Timothée Hal Chalamet (born December 27, 1995) is an American actor. He has received several accolades throughout his career, including nominations for an Academy Award, three BAFTA Film Awards, two Golden Globe Awards, four Screen Actors Guild Awards, and four Critics' Choice Movie Awards. Chalamet began his acting career in short films and commercials, before appearing in the television drama series Homeland in 2012. Two years later, he made his feature film debut in the comedy-drama Men, Women & Children and subsequently appeared in the science-fiction film Interstellar.
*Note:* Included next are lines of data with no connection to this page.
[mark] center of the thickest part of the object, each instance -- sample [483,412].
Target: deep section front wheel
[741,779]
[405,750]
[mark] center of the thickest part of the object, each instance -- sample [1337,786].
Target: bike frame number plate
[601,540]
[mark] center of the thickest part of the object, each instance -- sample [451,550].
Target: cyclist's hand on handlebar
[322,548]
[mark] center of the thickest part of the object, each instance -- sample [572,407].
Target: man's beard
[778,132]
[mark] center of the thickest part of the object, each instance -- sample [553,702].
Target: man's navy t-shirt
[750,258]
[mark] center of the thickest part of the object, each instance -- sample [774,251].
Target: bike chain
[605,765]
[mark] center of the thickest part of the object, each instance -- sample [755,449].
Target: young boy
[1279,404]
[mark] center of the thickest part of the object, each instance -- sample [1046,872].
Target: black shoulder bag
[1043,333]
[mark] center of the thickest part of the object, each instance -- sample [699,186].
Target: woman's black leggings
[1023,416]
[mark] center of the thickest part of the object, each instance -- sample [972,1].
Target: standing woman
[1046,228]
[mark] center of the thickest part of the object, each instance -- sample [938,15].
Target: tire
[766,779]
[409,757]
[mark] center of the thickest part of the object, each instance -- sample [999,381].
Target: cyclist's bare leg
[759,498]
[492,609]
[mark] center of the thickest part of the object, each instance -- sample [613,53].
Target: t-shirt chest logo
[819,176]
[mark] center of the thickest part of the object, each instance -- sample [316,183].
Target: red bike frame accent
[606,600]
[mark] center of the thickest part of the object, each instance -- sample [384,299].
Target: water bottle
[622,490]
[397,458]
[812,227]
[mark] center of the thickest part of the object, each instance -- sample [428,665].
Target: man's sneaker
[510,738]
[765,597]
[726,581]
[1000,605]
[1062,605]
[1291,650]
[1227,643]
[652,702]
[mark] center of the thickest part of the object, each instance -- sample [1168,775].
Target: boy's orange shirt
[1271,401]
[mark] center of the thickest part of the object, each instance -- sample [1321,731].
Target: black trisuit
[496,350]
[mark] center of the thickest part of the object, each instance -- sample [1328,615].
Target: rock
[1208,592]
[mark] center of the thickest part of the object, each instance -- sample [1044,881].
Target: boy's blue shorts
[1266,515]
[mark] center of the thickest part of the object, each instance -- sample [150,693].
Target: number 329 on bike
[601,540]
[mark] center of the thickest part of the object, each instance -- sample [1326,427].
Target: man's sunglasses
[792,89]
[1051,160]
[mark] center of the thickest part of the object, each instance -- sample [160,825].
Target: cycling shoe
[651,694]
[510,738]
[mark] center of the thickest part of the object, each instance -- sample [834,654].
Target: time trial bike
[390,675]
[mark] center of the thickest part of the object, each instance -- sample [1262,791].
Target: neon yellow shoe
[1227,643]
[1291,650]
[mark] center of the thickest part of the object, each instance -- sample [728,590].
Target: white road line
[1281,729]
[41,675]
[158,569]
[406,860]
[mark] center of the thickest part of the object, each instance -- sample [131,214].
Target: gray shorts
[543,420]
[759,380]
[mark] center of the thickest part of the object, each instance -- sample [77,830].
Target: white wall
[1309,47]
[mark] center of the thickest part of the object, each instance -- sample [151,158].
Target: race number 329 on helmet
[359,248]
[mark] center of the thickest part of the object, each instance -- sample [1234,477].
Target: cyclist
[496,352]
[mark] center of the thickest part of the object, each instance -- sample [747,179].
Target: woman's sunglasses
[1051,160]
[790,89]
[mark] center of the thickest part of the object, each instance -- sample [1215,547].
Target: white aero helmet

Chalamet's breakthrough came in 2017 with his role as Elio Perlman in Luca Guadagnino's coming-of-age romantic drama Call Me by Your Name, after which he appeared in the coming-of-age films Hot Summer Nights and Lady Bird as well as the western film Hostiles. His performance in Call Me by Your Name earned him an Academy Award nomination for Best Actor; at 22 years old, it made him the third-youngest nominee in the category. He then played Nic Sheff in the autobiographical drama Beautiful Boy (2018), for which he was nominated for a Golden Globe Award, a Screen Actors Guild Award, and a BAFTA Film Award. In 2019, Chalamet starred as Henry V of England and Theodore "Laurie" Laurence in the period dramas The King and Little Women, respectively. In 2021, he played the lead role of Paul Atreides in Denis Villeneuve's epic science fiction film Dune.

Quotes[edit]

  • My world had flipped. But if I kicked it with my friends, things could still feel the same. I was trying to marry these two realities. But I don't even think I knew that was what I was doing. That dissonance was real. And thank God. Because I feel like if I'd caught up to it immediately, I would've been a psychopath or something.
  • I try to be super careful. The danger is you can end up focusing more on what’s going on off-camera than on-camera. You don’t want to be entertaining for the sake of being entertaining. The work should be the work. If it resonates, it’s going to resonate, and then people are naturally curious about how you got to that destination. It can’t be about how you’re getting to it.
  • From a young actor’s perspective, you learn a new set of skills in any movie. I’m only six years away from drama high school. At 23 or 24 you’re learning every day. I was lucky not knowing any of the actors prior, really. There was this unifying ulterior motive to make the movie great. It felt good. Things have to be utilitarian. It’s the healthiest way to approach art and creativity, you know. No ego.